With a new year of Come, Follow Me study already underway, parents may be looking for resources to help teach their children learn about the Old Testament and the Pearl of Great Price. But members won’t have to look far—recently, the Primary General Presidency shared 22 simple resources for 2022 to help kids learn about the gospel. Here are a few of their suggestions, as listed on Church News:
- Sing songs as part of your Come, Follow Me study found in the Come, Follow Me—for Primary manual.
- Add your own photos into the singalong songs on the Gospel for Kids app (Android or iOS).
- Enjoy an art night together using the “Come, Draw with Me” videos on the Gospel For Kids YouTube channel.
- Color in the “I Can Read the Old Testament” reading chart from the January 2022 Friend.
- Read, listen to, or watch a scripture story in the Gospel for Kids app (Android or iOS) and then color the scripture story.
The Church has also refreshed the illustrated Old Testament Stories book for children and youth. According to Newsroom, the project took three years to complete and has more than 350 new illustrations depicting 50 Old Testament stories. Nine new stories feature people such as Hagar, Rahab, Gideon, and Deborah, who were not previously in the Old Testament Stories book that was developed in the 1970s and 1980s.

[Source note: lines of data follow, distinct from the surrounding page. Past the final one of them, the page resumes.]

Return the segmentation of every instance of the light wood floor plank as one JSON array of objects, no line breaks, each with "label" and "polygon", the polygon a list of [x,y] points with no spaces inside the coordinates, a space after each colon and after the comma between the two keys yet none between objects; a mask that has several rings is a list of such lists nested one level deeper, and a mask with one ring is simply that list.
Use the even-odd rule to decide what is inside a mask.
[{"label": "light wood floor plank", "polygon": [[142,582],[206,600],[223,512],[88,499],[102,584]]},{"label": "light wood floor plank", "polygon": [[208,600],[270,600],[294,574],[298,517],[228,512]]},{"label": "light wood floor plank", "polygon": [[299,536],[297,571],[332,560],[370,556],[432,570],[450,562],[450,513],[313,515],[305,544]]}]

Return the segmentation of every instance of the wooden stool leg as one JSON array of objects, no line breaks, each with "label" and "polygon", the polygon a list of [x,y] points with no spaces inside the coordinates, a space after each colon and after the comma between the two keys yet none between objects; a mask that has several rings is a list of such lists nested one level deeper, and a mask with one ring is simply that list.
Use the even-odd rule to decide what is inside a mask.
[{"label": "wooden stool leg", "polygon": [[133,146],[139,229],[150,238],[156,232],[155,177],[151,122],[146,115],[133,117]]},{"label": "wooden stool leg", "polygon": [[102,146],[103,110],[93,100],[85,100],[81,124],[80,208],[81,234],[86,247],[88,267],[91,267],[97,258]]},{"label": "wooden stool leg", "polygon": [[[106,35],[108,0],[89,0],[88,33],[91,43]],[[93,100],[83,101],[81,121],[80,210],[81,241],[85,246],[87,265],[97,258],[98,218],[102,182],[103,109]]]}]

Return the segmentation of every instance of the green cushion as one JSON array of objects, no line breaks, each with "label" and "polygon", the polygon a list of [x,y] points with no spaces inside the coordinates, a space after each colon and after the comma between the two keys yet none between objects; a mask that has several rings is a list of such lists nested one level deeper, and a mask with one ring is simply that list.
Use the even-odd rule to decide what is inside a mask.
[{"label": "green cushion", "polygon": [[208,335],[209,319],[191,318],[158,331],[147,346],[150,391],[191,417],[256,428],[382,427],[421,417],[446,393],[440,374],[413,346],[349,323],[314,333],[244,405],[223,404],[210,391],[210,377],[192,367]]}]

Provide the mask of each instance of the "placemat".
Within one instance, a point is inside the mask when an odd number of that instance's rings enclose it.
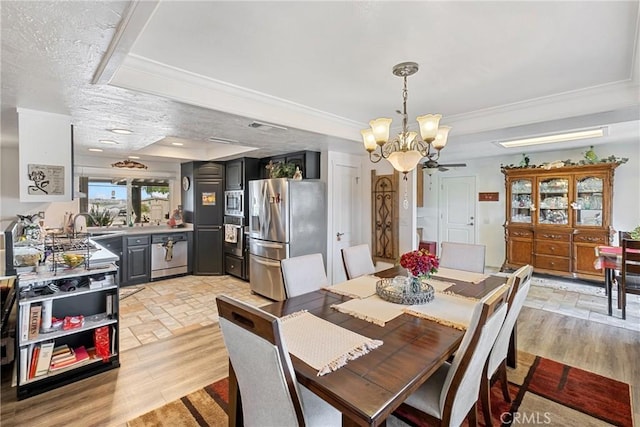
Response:
[[[480,283],[489,277],[488,274],[474,273],[472,271],[454,270],[451,268],[439,267],[438,272],[433,274],[439,279],[460,280],[462,282]]]
[[[464,331],[469,326],[476,304],[478,304],[477,300],[436,293],[433,301],[422,305],[405,306],[403,312]]]
[[[317,369],[318,376],[335,371],[349,360],[382,345],[380,340],[357,334],[306,310],[282,317],[280,322],[289,352]]]
[[[378,280],[380,279],[375,276],[360,276],[333,286],[324,286],[322,289],[338,295],[361,299],[376,294]]]
[[[402,304],[385,301],[378,295],[365,299],[352,299],[331,306],[331,308],[341,313],[349,314],[378,326],[384,326],[388,321],[401,315],[404,307],[406,306]]]

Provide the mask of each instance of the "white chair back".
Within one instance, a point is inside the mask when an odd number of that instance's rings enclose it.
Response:
[[[484,273],[485,245],[442,242],[440,267]]]
[[[478,400],[487,357],[507,314],[507,291],[508,286],[502,285],[476,305],[469,328],[447,372],[440,393],[440,413],[450,411],[450,425],[461,425]]]
[[[280,320],[224,295],[216,298],[216,303],[242,396],[244,424],[301,425],[304,414]],[[265,331],[266,336],[259,335]]]
[[[342,262],[347,279],[355,279],[376,272],[367,244],[342,249]]]
[[[280,261],[287,298],[317,291],[329,284],[322,254],[302,255]]]
[[[511,285],[509,294],[509,310],[507,316],[504,319],[504,323],[496,343],[491,349],[489,355],[489,361],[487,363],[487,377],[491,379],[493,374],[500,366],[503,360],[507,358],[509,352],[509,340],[511,338],[511,332],[518,320],[518,315],[524,304],[524,300],[527,298],[529,288],[531,287],[531,275],[533,274],[533,267],[531,265],[525,265],[520,267],[509,277],[508,285]],[[511,282],[511,283],[510,283]],[[515,292],[515,294],[514,294]]]

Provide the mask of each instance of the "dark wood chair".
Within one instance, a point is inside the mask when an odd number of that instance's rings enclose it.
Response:
[[[627,294],[640,295],[640,240],[622,239],[622,269],[616,277],[622,318],[627,318]]]
[[[342,414],[298,384],[280,330],[280,319],[226,295],[216,298],[229,352],[230,425],[340,425]],[[239,389],[233,387],[237,384]],[[240,405],[236,405],[238,398]],[[326,423],[326,424],[325,424]]]

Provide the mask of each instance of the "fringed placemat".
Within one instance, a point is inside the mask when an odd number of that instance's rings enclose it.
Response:
[[[434,273],[433,276],[439,279],[452,279],[460,280],[461,282],[480,283],[483,280],[486,280],[487,277],[489,277],[489,274],[439,267],[438,272]]]
[[[400,316],[404,307],[406,306],[385,301],[377,295],[366,299],[352,299],[331,306],[331,308],[341,313],[349,314],[378,326],[384,326],[388,321]]]
[[[375,276],[360,276],[333,286],[325,286],[322,289],[349,298],[361,299],[376,294],[376,283],[378,280],[380,279]]]
[[[357,334],[306,310],[282,317],[280,321],[289,352],[317,369],[318,376],[335,371],[349,360],[382,345],[380,340]]]
[[[469,326],[476,304],[478,301],[474,299],[436,293],[433,301],[405,307],[403,312],[464,331]]]

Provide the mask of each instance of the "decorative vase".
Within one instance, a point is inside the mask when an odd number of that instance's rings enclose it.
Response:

“Children need the wisdom and impressions from the Holy Ghost that come from learning these stories,” Primary General President Camille N. Johnson told Newsroom. “Whether they are reading them on their own, seeing the images and hearing the stories while nestled next to a parent, or sitting in Primary learning from their teacher, we hope children feel closer to the Savior as they learn from the Old Testament.”
Old Testament Stories has been rewritten and translated into 63 languages and has accompanying animated videos and audio narrations available in 10 languages. It was also shared with youth in its early stages for feedback and notes. For instance, a draft was shown to a group of children near the Kinshasa Democratic Republic of the Congo Temple, who were able to retell Old Testament stories to adults just by looking at the pictures.
The stories included in the resource focus on God’s dealings with His people. Writer Hirepan Zarco spoke with Newsroom about his experience with the project.
“We wanted to make it possible for children to fall in love with the scriptures,” he said, “so eventually, when they are older, they will read the Old Testament and already have a love for the people and appreciation for what they experienced.”